Polyacrylamide gel electrophoresis (PAGE) was conducted to determine the molecular weight of β-1,4-d-xylanohydrolase. For this purpose, the migration rate of the partially purified β-1,4-d-xylanohydrolase was compared with known molecular weight standard protein (Bovine serum albumin: A8654-Sigma Aldrich). A slightly modified method of Ornstein [16] and Davis [17] was employed in this experiment. The partially purified enzyme was mixed in equal volume (1:1) with the sample diluting buffer and loaded in 12.5% polyacrylamide gel. After completion of the electrophoresis, gel was stained with Coomassie brilliant blue R-250 for 4.0 h and destained until a clear background was achieved. For In-gel activity assay, slightly modified method of Zheng et al. [18] was used by incorporating 1% xylan into the gel to detect the activity of β-1,4-d-xylanohydrolase. Initially, gel was washed with double deionized water and potassium phosphate buffer (25.0 mM, pH-7.0) with multiple changes. Afterwards, gel was placed in phosphate buffer for 1 h at 50 °C with slight shaking and washed again with double deionized water. It was stained with 0.5% Congo red dye for 45 min and destained with 1.0 M NaCl for 45 min with slight shaking at 37 °C A clear hydrolytic zone was examined against a dark red background on the gel. Gel documentation system (Gel Doc 2000, Universal Hood, BioRad Laboratories Inc., USA) was used to estimate the approximate molecular mass of β-1,4-d-xylanohydrolase with Quantity One Quantitative Software.

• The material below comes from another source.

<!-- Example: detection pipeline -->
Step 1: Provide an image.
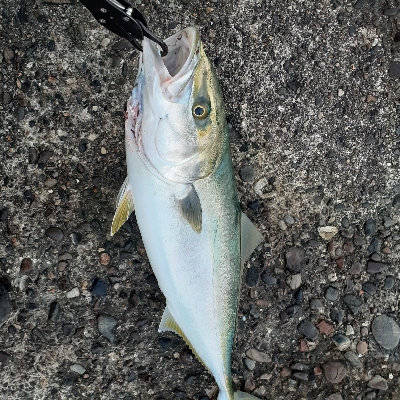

Thermal stability of β-1,4-d-xylanohydrolase

The enzyme tolerance to high temperature is an important requirement for industrial applications. By considering its significance, β-1,4-d-xylanohydrolase from G. stearothermophilus KIBGE-IB29 was pre-incubated at various temperatures ranging from 40 °C to 60 °C for 2 h. During this period, enzyme aliquots were retrieved after 30 min and released reducing sugar (xylose) was estimated at optimum temperature (50 °C) by following the standard assay procedure.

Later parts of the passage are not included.